Pero, a diferencia de Hidalgo, López Obrador no murió ni se retiró: regresó. Regresó después de entregar la banda presidencial; volvió al centro de la escena, a emitir juicios, advertencias y directrices, olvidando aquella máxima que dicta que el que se va, se calla.
La presidenta lo dijo con una sorna suave, pero de filo innegable: “Afortunadamente, no estamos en ninguno de los tres supuestos que mencionó el presidente López Obrador”. Una frase que funciona como recordatorio y como acto de independencia simbólica: dicho con cortesía, pero entendido con contundencia, “no hay necesidad de que usted regrese”.

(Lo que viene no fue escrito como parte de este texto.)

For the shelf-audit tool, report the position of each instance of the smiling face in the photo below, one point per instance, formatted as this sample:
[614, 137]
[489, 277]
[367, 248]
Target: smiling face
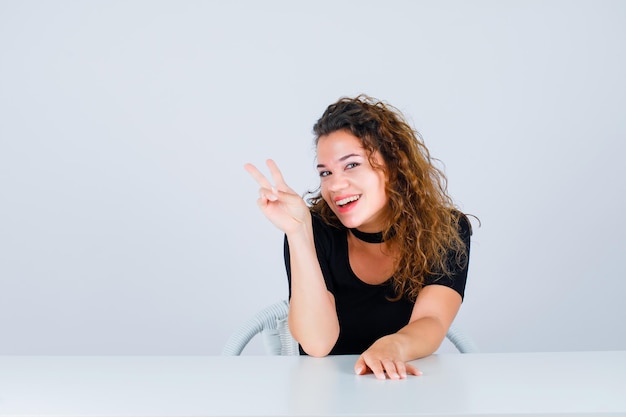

Lo que en Hidalgo fue tragedia —la imposibilidad de ejercer el poder— en López Obrador es persistencia. Lo que en Hidalgo fue martirio involuntario, en López Obrador es voluntad de seguir influyendo.
La historia suele tratar mejor a quienes se retiran a tiempo. Es benévola con los que no prolongan su sombra más allá de su ciclo natural. A Hidalgo lo mataron rápido; por eso lo santificaron pronto. A los líderes longevos, en cambio, la historia los examina con microscopio y con una luz que rara vez favorece (ahí están los casos antagónicos de Juárez y Porfirio Díaz).
López Obrador, al salir del retiro, renuncia a la inmunidad del mártir. Se expone al desgaste, a la reinterpretación, al contraste inevitable con quien ahora ocupa el cargo. Esa presencia constante —que en vida política le dio fuerza— puede convertirse en un arma de doble filo. La historia, con su hábito de pronunciar veredictos décadas después, dirá quién estaba en lo correcto.
Y, ya que hablamos de la virtud de retirarse, hace unos días la figura futbolística mexicana más relevante de los últimos años, “Chicharito” Hernández, falló el penal decisivo que llevaría a su equipo a una nueva instancia. Esperaba la reivindicación después de un año fatal y, como siempre, la historia trató mal a quien no supo irse a tiempo.
Porque en política, en fútbol y en la vida, la épica pertenece a quienes saben aparecer cuando deben y desaparecer cuando corresponde. Quedarse demasiado puede transformar a un héroe en un recordatorio incómodo de lo que alguna vez fue.